ABC
- Cover of ABC featuring actress Monica Strebel, June 1968
- Categories: Newsmagazine
- Frequency: Weekly
- Founder: Gaetano Baldacci
- Founded: 1960
- First issue: June 1960
- Final issue: 1977
- Country: Italy
- Based in: Milan
- Language: Italian

= ABC (magazine) =

Italian magazine, 1960–1977

ABC was an Italian weekly news and political magazine published between 1960 and 1977.

==History and profile==
The magazine was founded by the former Il Giorno director Gaetano Baldacci in Milan in 1960 as a weekly political, cultural and literary magazine.
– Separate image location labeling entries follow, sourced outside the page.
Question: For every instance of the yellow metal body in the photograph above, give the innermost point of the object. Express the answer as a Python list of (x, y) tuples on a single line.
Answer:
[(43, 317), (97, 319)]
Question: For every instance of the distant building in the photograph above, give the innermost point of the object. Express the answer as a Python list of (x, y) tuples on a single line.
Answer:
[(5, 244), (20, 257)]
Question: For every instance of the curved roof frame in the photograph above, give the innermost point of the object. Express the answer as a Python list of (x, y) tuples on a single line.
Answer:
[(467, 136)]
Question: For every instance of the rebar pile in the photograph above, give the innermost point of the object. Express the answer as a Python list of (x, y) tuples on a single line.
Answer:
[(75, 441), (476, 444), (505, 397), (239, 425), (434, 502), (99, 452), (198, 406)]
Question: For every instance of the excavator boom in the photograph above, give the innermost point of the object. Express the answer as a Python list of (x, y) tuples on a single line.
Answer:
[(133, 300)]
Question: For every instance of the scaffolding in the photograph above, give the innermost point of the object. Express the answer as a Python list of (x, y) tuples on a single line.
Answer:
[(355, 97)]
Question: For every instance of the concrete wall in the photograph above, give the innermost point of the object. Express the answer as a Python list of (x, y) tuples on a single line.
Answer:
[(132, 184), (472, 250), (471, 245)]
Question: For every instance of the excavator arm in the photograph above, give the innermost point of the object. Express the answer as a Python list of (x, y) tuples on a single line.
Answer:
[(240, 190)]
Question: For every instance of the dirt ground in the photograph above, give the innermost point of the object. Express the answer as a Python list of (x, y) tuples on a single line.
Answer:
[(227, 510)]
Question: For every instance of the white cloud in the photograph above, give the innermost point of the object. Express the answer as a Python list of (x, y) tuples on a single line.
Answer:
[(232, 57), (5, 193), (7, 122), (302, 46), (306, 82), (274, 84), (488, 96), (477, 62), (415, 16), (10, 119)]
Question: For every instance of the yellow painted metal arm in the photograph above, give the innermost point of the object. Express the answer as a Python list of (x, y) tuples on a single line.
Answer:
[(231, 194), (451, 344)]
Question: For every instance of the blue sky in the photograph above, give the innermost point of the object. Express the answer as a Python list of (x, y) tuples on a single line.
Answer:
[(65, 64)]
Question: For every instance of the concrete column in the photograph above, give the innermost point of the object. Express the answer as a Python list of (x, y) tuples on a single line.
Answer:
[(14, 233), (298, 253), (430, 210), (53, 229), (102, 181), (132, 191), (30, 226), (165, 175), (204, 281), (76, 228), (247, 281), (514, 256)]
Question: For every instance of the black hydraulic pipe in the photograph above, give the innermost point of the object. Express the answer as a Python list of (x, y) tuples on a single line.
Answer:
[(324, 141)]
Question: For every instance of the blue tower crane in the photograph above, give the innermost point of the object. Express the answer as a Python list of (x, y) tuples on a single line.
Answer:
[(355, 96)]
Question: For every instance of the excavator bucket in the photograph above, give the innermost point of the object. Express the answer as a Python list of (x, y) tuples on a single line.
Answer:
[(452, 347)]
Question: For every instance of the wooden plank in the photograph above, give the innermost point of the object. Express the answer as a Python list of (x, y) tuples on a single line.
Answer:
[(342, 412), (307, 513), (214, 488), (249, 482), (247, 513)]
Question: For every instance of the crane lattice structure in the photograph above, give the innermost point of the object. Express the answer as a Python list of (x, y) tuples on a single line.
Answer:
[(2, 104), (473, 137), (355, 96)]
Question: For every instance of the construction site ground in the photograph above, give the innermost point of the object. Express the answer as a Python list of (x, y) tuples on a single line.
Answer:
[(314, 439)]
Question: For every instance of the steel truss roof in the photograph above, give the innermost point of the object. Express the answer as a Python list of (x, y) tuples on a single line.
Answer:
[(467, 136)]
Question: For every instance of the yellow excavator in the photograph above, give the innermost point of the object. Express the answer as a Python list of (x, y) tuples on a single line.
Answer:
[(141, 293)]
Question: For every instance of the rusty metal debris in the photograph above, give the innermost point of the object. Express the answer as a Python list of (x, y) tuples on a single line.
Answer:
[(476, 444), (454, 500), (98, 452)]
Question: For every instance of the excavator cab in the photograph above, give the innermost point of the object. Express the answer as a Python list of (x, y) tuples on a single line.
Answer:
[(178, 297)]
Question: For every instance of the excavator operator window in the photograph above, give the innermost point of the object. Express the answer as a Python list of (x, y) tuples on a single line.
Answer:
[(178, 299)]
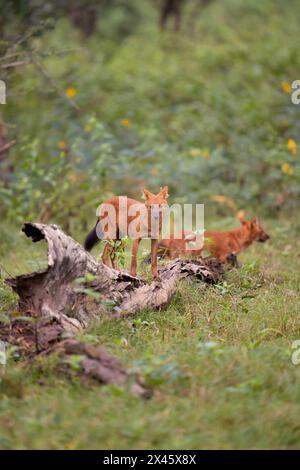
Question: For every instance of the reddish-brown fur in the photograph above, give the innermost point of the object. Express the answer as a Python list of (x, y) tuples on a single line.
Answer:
[(160, 201), (222, 245)]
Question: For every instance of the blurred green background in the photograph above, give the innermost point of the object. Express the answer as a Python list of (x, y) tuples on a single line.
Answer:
[(113, 96)]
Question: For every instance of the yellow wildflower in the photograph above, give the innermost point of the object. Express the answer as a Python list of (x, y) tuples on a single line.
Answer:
[(287, 169), (286, 87), (195, 152), (62, 145), (126, 122), (292, 146), (71, 92)]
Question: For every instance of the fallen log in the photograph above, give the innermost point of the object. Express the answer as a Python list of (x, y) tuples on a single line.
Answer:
[(60, 308)]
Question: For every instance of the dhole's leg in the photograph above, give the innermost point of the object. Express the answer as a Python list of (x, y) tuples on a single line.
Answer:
[(135, 248), (154, 246), (106, 254)]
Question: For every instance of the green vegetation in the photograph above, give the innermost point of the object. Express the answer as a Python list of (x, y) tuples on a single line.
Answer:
[(218, 359), (206, 111)]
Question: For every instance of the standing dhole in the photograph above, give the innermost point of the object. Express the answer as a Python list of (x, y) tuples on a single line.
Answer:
[(145, 217), (223, 245)]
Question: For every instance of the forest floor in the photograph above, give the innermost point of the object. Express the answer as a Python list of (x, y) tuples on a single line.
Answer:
[(218, 359)]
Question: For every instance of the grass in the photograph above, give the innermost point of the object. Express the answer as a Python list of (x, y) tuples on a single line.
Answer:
[(218, 358)]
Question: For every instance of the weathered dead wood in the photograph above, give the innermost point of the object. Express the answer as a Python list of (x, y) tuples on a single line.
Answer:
[(52, 297), (95, 362), (58, 310)]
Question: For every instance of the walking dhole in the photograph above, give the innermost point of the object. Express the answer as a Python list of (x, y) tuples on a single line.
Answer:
[(123, 214), (223, 245)]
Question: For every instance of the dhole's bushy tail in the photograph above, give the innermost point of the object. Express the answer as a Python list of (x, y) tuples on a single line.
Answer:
[(91, 239)]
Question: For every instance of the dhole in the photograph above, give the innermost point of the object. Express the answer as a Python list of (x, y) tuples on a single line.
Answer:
[(222, 245), (134, 212)]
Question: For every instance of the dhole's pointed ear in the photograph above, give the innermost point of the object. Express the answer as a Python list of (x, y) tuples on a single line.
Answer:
[(146, 194), (241, 218), (165, 192)]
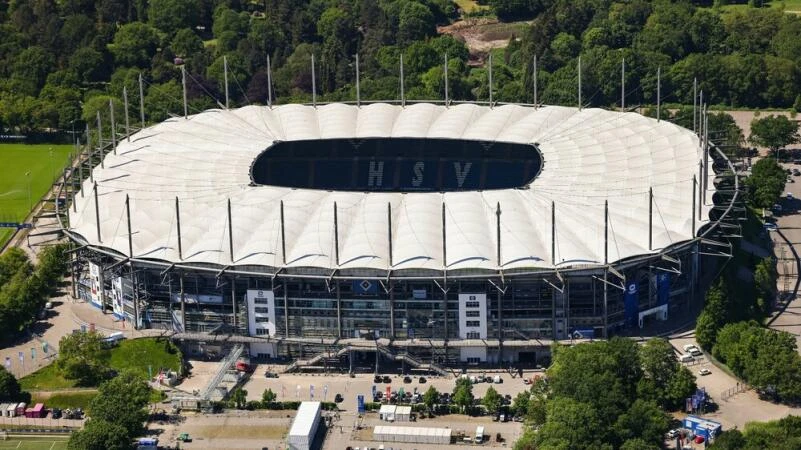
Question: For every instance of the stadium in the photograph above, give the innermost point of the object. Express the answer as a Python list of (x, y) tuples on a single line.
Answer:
[(436, 234)]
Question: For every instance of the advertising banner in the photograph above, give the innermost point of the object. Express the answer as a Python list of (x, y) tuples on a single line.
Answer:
[(94, 282), (663, 288), (631, 303)]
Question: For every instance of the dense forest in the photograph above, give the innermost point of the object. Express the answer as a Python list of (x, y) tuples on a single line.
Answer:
[(62, 61)]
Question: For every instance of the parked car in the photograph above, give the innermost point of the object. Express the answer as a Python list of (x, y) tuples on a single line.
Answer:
[(673, 434)]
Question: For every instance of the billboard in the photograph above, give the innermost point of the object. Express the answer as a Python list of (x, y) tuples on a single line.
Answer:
[(261, 312), (96, 295), (631, 303), (663, 288)]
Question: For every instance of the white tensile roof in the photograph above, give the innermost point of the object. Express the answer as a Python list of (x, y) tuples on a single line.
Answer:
[(589, 156)]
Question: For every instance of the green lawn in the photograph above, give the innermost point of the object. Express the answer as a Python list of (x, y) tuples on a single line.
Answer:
[(46, 379), (65, 399), (39, 443), (42, 167), (469, 6), (137, 355)]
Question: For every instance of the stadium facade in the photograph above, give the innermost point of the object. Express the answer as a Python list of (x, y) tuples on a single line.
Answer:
[(449, 234)]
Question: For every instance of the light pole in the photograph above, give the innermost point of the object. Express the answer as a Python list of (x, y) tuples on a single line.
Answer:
[(28, 175)]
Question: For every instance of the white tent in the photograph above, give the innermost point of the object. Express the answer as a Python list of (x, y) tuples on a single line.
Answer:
[(416, 435)]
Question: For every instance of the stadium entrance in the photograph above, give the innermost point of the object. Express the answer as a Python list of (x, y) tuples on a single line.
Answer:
[(397, 165)]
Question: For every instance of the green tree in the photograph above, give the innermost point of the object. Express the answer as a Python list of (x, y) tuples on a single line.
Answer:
[(239, 398), (135, 44), (774, 132), (492, 400), (82, 357), (766, 183), (268, 396), (121, 401), (99, 434), (170, 16), (414, 22), (575, 423), (430, 397), (644, 420)]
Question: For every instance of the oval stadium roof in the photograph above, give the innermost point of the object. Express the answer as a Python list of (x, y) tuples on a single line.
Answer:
[(589, 156)]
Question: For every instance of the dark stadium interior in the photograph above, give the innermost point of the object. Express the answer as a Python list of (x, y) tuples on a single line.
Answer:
[(397, 165)]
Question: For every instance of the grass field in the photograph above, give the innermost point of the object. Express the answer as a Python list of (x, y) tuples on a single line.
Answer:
[(137, 355), (42, 163), (37, 443)]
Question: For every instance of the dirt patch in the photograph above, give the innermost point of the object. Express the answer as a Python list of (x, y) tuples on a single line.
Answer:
[(483, 34)]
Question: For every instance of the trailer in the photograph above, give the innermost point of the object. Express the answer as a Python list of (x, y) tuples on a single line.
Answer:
[(412, 435), (304, 427), (38, 411)]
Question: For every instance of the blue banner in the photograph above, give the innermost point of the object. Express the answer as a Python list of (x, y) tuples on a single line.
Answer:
[(584, 333), (662, 288), (631, 303), (365, 287)]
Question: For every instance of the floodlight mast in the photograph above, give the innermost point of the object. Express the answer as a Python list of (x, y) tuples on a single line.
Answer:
[(127, 120), (695, 104), (579, 71), (535, 82), (446, 80), (358, 92), (100, 140), (183, 85), (314, 85), (141, 101), (623, 85), (113, 126), (658, 93), (225, 80), (489, 75), (269, 84), (403, 94)]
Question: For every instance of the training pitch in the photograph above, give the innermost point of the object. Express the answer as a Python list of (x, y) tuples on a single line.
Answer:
[(27, 173), (34, 444)]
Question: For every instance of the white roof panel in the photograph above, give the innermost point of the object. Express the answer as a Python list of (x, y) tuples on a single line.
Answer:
[(589, 156)]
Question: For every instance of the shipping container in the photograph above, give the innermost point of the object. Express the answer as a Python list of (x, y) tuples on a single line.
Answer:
[(304, 427)]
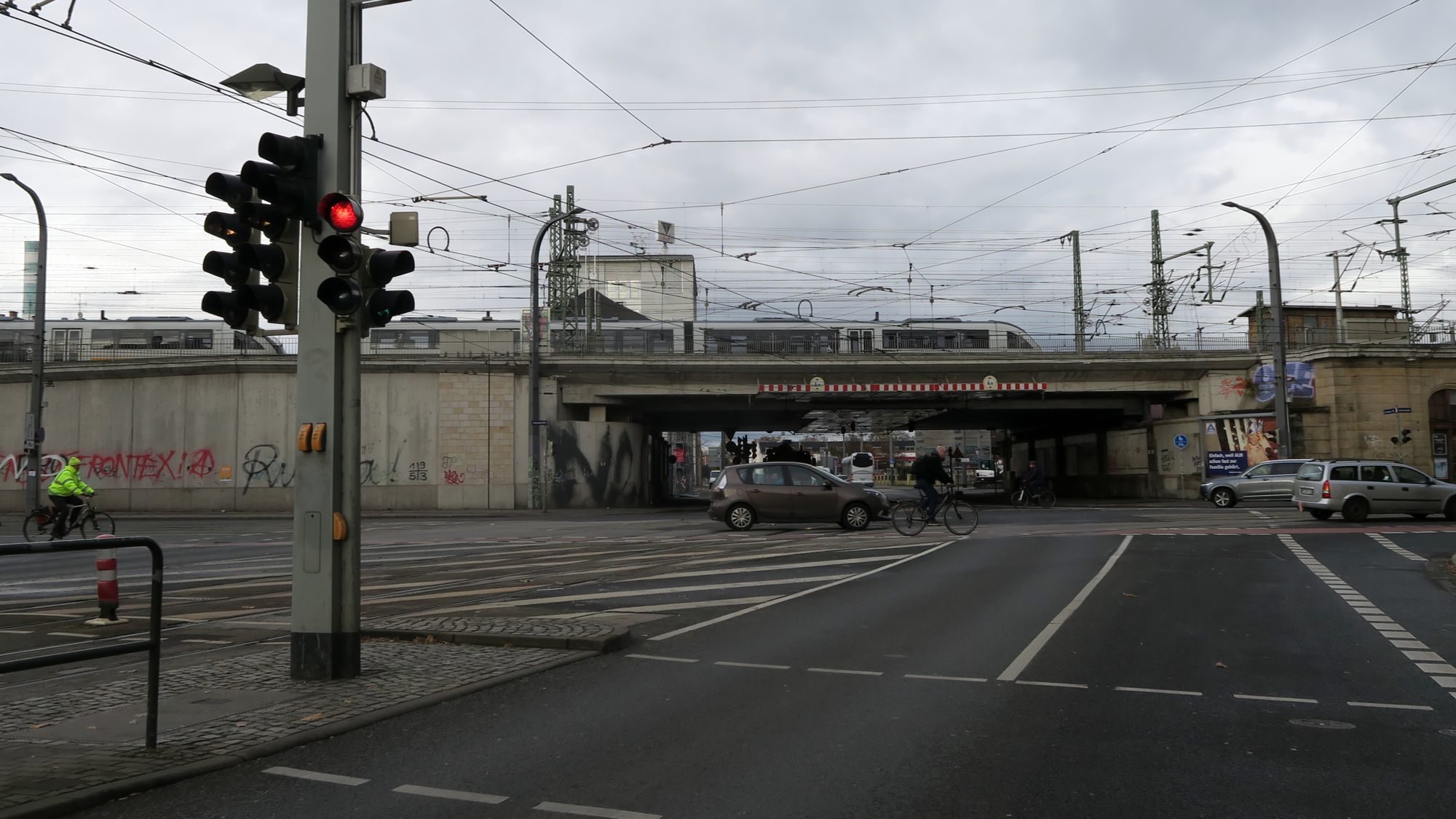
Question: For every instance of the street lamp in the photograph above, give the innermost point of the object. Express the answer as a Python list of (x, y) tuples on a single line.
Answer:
[(34, 433), (264, 81), (537, 355), (1278, 314)]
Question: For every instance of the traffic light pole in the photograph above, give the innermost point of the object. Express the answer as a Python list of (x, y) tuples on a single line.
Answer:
[(325, 640)]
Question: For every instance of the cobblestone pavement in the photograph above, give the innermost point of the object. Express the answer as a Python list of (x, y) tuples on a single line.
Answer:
[(78, 742)]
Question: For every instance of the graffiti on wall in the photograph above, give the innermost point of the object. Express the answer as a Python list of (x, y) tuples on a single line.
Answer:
[(149, 467), (606, 477), (264, 467)]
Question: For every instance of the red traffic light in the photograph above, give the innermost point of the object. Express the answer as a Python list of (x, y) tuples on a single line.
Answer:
[(341, 212)]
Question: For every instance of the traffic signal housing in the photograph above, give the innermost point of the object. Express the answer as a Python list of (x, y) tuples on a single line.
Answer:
[(270, 199)]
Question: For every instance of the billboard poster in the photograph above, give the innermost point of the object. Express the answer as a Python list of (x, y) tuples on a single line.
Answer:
[(1234, 445)]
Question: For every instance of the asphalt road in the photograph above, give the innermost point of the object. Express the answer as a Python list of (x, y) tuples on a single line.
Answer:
[(1135, 662)]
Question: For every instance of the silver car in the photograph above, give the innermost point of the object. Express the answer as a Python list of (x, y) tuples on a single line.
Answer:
[(1273, 480), (1359, 488)]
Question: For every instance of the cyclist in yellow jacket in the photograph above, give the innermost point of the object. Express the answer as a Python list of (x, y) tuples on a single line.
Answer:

The first issue appeared in June 1960. Baldacci also directed the magazine.

The graphic of the magazine was curated by the artist Sirio Musso, and was inspired by the popular British newspapers, while contents were often controversial, provocative and polemic. Collaborators of the magazine included Italo Calvino, Luciano Bianciardi, Carlo Levi, Alberto Bevilacqua, Giuseppe Berto, Marco Pannella, Gian Carlo Fusco, Marcello Marchesi and Callisto Cosulich. In June 1963 it introduced the insert ABC dei ragazzi, a supplement comics magazine which lasted 97 issues and ended its publications in October 1965.

In the second half of the 1970s the circulation started to decline, and ABC eventually closed in 1977, after over 800 issues. Occasional attempts of resurrecting the magazine, in 1980 and in 2001, lasted only a few issues.